The SSH server will control access. There are multiple options available for matching in SSH configuration files. Below is example in /etc/ssh/sshd_config of matching different principals which are referred to as roles in Pritunl Zero for user example1 and example2. The /etc/ssh/principals_example1 and /etc/ssh/principals_example2 files can then contain a list of Pritunl Zero roles that will permit access to that user if the Pritunl Zero user has a matching role. The Match all line will close out the previous Match statement. There are multiple Match paremeters available including Match host to create rules for specific client IP addresses.
Match user example1
TrustedUserCAKeys /etc/ssh/trusted
AuthorizedPrincipalsFile /etc/ssh/principals_example1
Match user example2
TrustedUserCAKeys /etc/ssh/trusted
AuthorizedPrincipalsFile /etc/ssh/principals_example2
Match all
If I have 200 users who may need access, and I want attribution to each of the users – I would need 200 user matches configured across each system? Basically assigning a named role for each?

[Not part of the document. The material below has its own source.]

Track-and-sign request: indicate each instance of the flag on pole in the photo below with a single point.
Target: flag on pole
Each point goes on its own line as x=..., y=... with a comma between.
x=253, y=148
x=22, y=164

The system is designed around role based access with groups of users being assigned different roles. Each user would need to be assigned a unique role to control access for individual users.
We’re evaluating Pritunl Zero, run into same issue. Figured a workaround but it requires clunky sidecar with extraneous access to the database or patching pritunl and we’re not really fond of maintaining our own fork. Sadly that failure to differentiate users feels to be considered a feature not a bug
We like the system very much, hoping Zach will figure out a better way of dealing with the problem.
I’m not aware of any option with SSH to get each Pritunl Zero user to map to Linux users without adding client software on every server. Installing a client on every server just to get users mapped isn’t likely to have a lot of usage by users.